After thirty years of weaving baskets, Lois has taken a break to follow her love of horses. I never know when my sense of time will cat-step to another rhythm, but like Lois I’m open to change. Perhaps this year’s El Niño, in the middle of an otherwise well-behaved year, is a guide. El Niño isn’t inexorable like the seasons. It pops out of the southern Pacific like a child playing hide and seek, and says “boo" in a voice felt around the world. That’s a powerful break in the cadence of the seasons, in anyone’s sense of time continuum. It’s hard to ignore.
Through the open door, the rain intensifies, the timpani of splatters crescendos, and the sonorous waxwings are literally drowned out. There is standing water in the hollows, a fifth class rapid in the street.

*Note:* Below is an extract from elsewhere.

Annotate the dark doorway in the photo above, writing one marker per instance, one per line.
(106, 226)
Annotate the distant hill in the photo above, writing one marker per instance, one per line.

The flowers in the garden are battered and akimbo. This last week has been overwhelmingly wet. I step back inside and close the door on the symphony. I pull my turtleneck up over my chin and note that it’s colder inside than out.
I find the last clock to change, on the thermostat. But when I open the electronic panel, it's the temperature display that catches my eye. No wonder I’m cold. Time may be moving on, but the furnace has stopped. I groan as I realize what it means. Under our house, crouched in an earthen depression deepened to make space, our furnace has drowned in rising water. It has happened before, in big-rain winters. There is no predicting the “if” or “when”. I guess this was our lucky year. Until the sump pump wins the battle with the water table and the furnace dries out, we will be wearing sweaters and down.
And so, the season has become unpredictable, the inexorable exorable. And, like every other living thing this winter, as the impact of El Niño ripples over the landscape, I wonder, with an open mind, what will happen next.